What tracing enables
- Full execution traces for every PR skill run, with inputs and outputs at each node
- Latency and token usage breakdowns per LLM call
- Filtering and search by skill name, provider, PR ID, and repository
- Side-by-side comparison of runs across different models or prompt versions
| Input |
Default |
Description |
langsmith_project |
(empty — disabled) |
LangSmith project name. Leave empty to disable tracing. |
langsmith_api_key_var |
LANGCHAIN_API_KEY |
Name of the environment variable holding the LangSmith API key. |
Step 1: Store the API key as a secret variable
In your Azure DevOps project, go to Pipelines → Library and create or open a Variable Group (e.g. langsmith-credentials). Add a variable:
- Name:
LANGCHAIN_API_KEY
- Value: your LangSmith API key (get it from smith.langchain.com → Settings → API Keys)

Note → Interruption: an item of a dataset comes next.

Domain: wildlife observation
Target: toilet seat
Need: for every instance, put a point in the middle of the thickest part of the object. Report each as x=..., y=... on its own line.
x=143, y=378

- Lock the variable (🔒 secret)
Step 2: Link the Variable Group to your pipeline
variables:
- group: llm-api-keys # existing group with LLM provider keys
- group: langsmith-credentials # new group with LANGCHAIN_API_KEY
Step 3: Configure the task
Pass the langsmith_project input and map the secret variable into the task's environment:
- task: RunLLMSkill@0
inputs:
skillsDir: '.azdo/skills'
langsmith_project: 'my-project-pr-reviews'
langsmith_api_key_var: 'LANGCHAIN_API_KEY'
env:
ANTHROPIC_API_KEY: $(ANTHROPIC_API_KEY)
LANGCHAIN_API_KEY: $(LANGCHAIN_API_KEY) # required: secrets must be explicitly mapped
Note: The env: block is required because Azure DevOps does not automatically expose secret variables as environment variables — they must be explicitly mapped.
How to view traces
- Go to smith.langchain.com and sign in.
- Select the project matching your
langsmith_project input.
- Each skill run appears as a top-level trace named after the skill (e.g.
code-review, test-generator).
- Use the Filter panel to filter by tags (
code-review, claude) or metadata fields (pr_id, repository_id, project).
Disabling tracing
Leave langsmith_project empty (the default). When tracing is disabled, a debug log message is printed and execution continues normally with no performance impact.